The jack-o-lantern rolled off and landed face up in the scarecrow's lap.  Nikki's mouth gaped.  "Oh my God!" she screamed.  She grabbed Maynard's head and recapitated him.  
"Maynard, dude man that was cool.  How'd you do that?  Do it again!" the can of Raid said, putting the joint against Maynard's jagged smile.  His head rolled off again. 
Nikki smiled.  "Isn't he so cool," she said, retrieving the head.  "Can I hit that joint?"
"Oh yeah, yeah," the Raid said, passing her the weed.
She vigorously toked and then held her breath until her face turned red, and she had to exhale.  Then she took another and gave Maynard a shotgun.  The smoke rolled out of his holes, swirling about the gouged out eyes.
"You guys wanna shoot a game of pool?" the Raid said.
"Sure.  Help me get Maynard over to the tables.  He's too wasted to walk."
 Moments later, Nikki leaned across the pool table, her black hair hued amber from the Miller light dangling from a chain above the table. 
Maynard didn't play, but instead just sat there in the corner watching Nikki like a classic man watches Marilyn at a late night film festival. 
"Did you have any trick-or-treaters this year?" the can of Raid asked as he scratched the ball.
"No," Nikki said, sinking the last of her stripes.  "All my neighbors think I'm weird."
"We just had one kid.  My mate and I had rigged up a walkie-talkie inside a jack-o-lantern and left a bowl out there, you know.  We figured we'd peek out the curtains and watch and when the kids came to the door we'd say 'one piece each,'" the can of Raid spoke in a guttural voice.  "So we smoke some dro, and you know, we were feeling good when the first kid arrived.  And it was the retard from across the street, so we thought, this shit is gonna be hysterical.  The 'tard, man, he freaked out, and he grabbed the jack-o-lantern and put it up over his head and smashed it on the porch.  He grabbed the whole fuckin' bowl of candy and ran off down the street."

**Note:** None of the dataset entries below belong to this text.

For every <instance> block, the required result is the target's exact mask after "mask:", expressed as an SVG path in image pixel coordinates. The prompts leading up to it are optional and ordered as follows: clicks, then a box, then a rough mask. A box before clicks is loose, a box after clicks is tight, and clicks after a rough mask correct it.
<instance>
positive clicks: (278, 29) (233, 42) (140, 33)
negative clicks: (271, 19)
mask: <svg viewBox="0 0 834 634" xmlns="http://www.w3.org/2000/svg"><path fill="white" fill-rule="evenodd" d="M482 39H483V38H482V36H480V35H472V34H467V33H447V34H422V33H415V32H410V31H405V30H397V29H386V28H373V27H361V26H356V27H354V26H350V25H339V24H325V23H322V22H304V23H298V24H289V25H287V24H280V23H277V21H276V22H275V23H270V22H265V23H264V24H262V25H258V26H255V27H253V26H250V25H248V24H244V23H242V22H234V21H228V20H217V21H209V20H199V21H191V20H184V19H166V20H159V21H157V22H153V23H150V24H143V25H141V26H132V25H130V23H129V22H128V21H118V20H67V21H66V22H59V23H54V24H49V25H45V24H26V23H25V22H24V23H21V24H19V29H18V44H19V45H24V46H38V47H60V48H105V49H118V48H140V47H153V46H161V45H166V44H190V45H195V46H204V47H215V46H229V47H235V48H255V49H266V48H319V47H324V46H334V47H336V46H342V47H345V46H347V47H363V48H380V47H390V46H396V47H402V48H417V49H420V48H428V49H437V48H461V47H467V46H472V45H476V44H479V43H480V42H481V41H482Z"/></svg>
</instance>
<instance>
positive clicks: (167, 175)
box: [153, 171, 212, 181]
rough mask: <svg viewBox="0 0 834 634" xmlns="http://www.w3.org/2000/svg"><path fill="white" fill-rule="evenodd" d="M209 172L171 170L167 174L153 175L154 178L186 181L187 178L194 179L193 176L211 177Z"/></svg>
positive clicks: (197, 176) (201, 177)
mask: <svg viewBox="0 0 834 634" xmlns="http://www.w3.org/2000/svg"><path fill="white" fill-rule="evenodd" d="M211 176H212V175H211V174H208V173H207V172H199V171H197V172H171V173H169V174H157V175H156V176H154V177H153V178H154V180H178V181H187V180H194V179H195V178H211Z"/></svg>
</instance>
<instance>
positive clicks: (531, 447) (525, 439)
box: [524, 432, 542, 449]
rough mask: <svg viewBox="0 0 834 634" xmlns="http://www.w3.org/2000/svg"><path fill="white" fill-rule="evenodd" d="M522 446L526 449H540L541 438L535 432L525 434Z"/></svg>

"Side pocket," she said, pointing at the hole on her left.  She pulled back and then thrust the stick forwards with a smooth stroke, running the eight ball to its predicated destination.  She turned around and realized she had run the cue into Maynard's nose and decapitated him again.
"Oops!"  she said, and collected the head, again.  "I think Maynard's getting tired.  Perhaps we should go."
"Here's your twenty dollars," the Raid said.
Nikki shoved the money in her pocket, scooped up her scarecrow lover, and dragged him out the door.  As she crossed the parking lot, she lost her grip and dropped him.  She heard the screeching of tires.  "Nooooooooo!"  she screamed as, with a KATHUMP, a tire rolled over Maynard's head, disintegrating it into a pile of orange mush.
Cigarette in hand, Claire got out of the car.  "Oh no, oh no!"  He fell to his knees, cradling Maynard's body.  "I shouldn't have been driving drunk!  I've killed my best friend."  Just then, the cherry fell off the cigarette and into the hay stuffed clothing, and Maynard's body burst into flames. 
Nikki laid her hand on Claire’s shoulder.  "It's okay, Claire.  I won't tell," she said.
"Larry."
"What?"
"My name is Larry.  Claire was a joke."
"Larry, why don't you come with me back to my place?  I'll make you forget all about poor Maynard."
"Yeah, okay.  I need to get out of here before the cops come.  Maybe I'll lay low at your place for a while."
The light glinted off Larry's face in a curious manner.  "You know," Nikki said, "the shape of your head kind of reminds me of a zucchini."